Just words

The Defense Authorization bill is a big win for the White House.

The Defense Authorization bill just signed into law, which (inter alia) finally kills the F-22, represents the strongest performance in years by the White House and the Office of the Secretary Defense in their perennial struggle to control military waste against the combined opposition of the services, the contractors, and their Congressional allies.

Just think how much better we would have done with more experienced President who believed in action rather than mere words.  And since we know that Obama’s interest in bipartisan action reflects mere naivete, John McCain’s backing for the cuts must have been a mere accident and not the product of skillful management.

Author: Mark Kleiman

Professor of Public Policy at the NYU Marron Institute for Urban Management and editor of the Journal of Drug Policy Analysis. Teaches about the methods of policy analysis about drug abuse control and crime control policy, working out the implications of two principles: that swift and certain sanctions don't have to be severe to be effective, and that well-designed threats usually don't have to be carried out. Books: Drugs and Drug Policy: What Everyone Needs to Know (with Jonathan Caulkins and Angela Hawken) When Brute Force Fails: How to Have Less Crime and Less Punishment (Princeton, 2009; named one of the "books of the year" by The Economist Against Excess: Drug Policy for Results (Basic, 1993) Marijuana: Costs of Abuse, Costs of Control (Greenwood, 1989) UCLA Homepage Curriculum Vitae Contact: Markarkleiman-at-gmail.com

6 thoughts on “Just words”

  1. "…the strongest performance in years by the White House…"

    If that ain't setting the bar as low as it goes, nothing is.

    And the total amount of the bill is actually quite a bit larger than that for FY 2009. Given the lack of results we're getting on the ground, how does this represent cost control? It would be accurate to characterize Obama and Gates as merely preferring to waste defense money differently than the services, the contractors, and their Congressional allies.

  2. McCain was dubious and critical of the F-22 long before Obama ascended to office, so I'm not sure how much "skillful management" was needed to bring him aboard.

  3. The Defense Authorization bill just signed into law, which (inter alia) finally kills the F-22,

    We'll see. Obama and Gates just killed a fighter that has gone through Development Hell and was ready for production (and had a defined role), in favor of a fighter that probably won't be ready until the end of his term (if that), and that will probably end up costing damn near as much per unit due to the fact that they now have to load everything on it (hint: complexity increases expenditure).

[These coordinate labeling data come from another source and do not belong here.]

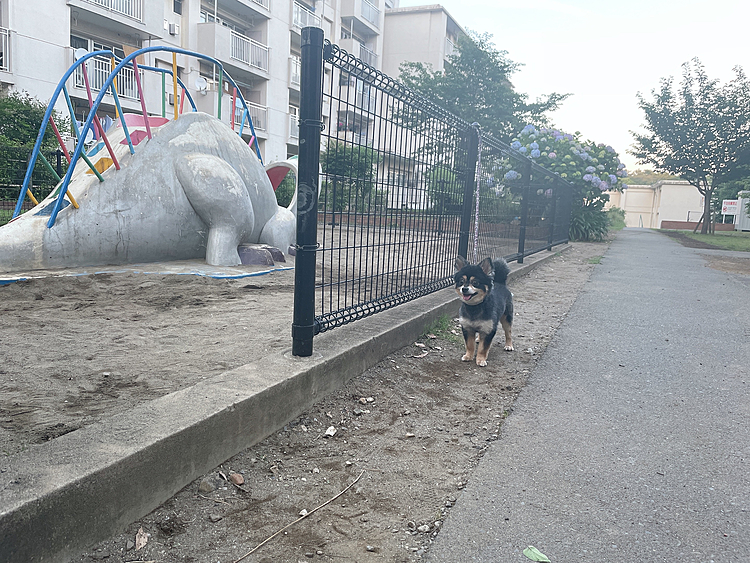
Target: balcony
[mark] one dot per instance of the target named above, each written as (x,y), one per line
(371,13)
(302,17)
(450,47)
(249,51)
(361,17)
(98,70)
(130,8)
(4,51)
(354,47)
(293,126)
(230,47)
(295,71)
(258,114)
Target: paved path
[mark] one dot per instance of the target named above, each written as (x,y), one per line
(631,442)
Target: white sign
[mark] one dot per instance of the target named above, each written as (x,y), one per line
(730,207)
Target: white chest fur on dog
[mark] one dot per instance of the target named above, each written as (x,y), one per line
(482,326)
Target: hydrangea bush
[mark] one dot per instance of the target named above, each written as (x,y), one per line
(591,168)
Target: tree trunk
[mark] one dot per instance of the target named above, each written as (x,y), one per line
(706,212)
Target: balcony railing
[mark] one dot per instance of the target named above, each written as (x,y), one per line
(98,71)
(295,70)
(249,51)
(450,47)
(293,126)
(371,13)
(259,115)
(302,17)
(4,52)
(130,8)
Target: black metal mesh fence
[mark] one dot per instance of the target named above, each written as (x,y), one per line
(13,164)
(403,187)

    Personally, I wish they'd just sell the F-22 to the Japanese. That way, if the F-35 goes south (and it probably would, except that now the allied nations in developing and purchasing it would scream holy hell), we can always sheepishly come around and produce it again.

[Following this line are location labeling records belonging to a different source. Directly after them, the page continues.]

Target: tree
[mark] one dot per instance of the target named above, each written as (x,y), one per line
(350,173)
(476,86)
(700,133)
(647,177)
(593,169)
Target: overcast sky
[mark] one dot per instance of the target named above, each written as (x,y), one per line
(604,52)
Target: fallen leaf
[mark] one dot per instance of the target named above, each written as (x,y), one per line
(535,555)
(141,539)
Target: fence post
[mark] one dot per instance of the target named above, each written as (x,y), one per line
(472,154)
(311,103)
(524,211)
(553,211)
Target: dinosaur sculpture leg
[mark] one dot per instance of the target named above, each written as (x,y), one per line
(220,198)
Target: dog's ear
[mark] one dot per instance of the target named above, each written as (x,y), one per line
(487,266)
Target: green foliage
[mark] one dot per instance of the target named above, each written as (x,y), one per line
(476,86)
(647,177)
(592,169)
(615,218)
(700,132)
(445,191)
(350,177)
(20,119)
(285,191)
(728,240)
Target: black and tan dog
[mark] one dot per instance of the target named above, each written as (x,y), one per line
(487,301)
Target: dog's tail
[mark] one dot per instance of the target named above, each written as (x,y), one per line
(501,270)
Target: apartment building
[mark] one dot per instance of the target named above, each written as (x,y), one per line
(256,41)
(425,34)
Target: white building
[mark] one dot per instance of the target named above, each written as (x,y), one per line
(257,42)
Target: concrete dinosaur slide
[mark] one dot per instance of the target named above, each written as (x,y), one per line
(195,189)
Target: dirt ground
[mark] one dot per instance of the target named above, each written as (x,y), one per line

    Let's not get started on the idiocy of killing the alternative engine for the F-35 (because obviously our design process is just so perfect that there is zero chance that the engine might have some issue that, without an alternative, could ground the entire fleet for a while, am I right?).

    represents the strongest performance in years by the White House and the Office of the Secretary Defense in their perennial struggle to control military waste against the combined opposition of the services, the contractors, and their Congressional allies.

    Heaven forbid the services might actually have an idea on what they want, as opposed to a Presidential appointee who came out of the CIA. Besides, doesn't what Gates is doing seem awfully short-sighted? He's killing modernization programs that take years and decades to free up funding for a conflict that we might not even be in in five years – eating the seed corn, so to speak.

    That said, it's not all bad news. They finally killed FCS, which means that the good parts of it – the networking- will get incorporated into the services and we'll hopefully get a good modernization program this time, and the bad parts – the vehicles – will simply get brushed aside.

  4. When we get back to a "well regulated militia" then I will believe anything about the MI complex.

  5. When we get back to a “well regulated militia” then I will believe anything about the MI complex.

    You know, people use "Military-Industrial Complex" as a pejorative, but do you know why one exists? Because if you actually want to be a serious military and not import all your equipment, you need highly complex and specialized production lines to build the equipment and the spare parts to keep it in order. The days when we could pull a World War 2 – rapidly scale up a small force to a large one – are long gone.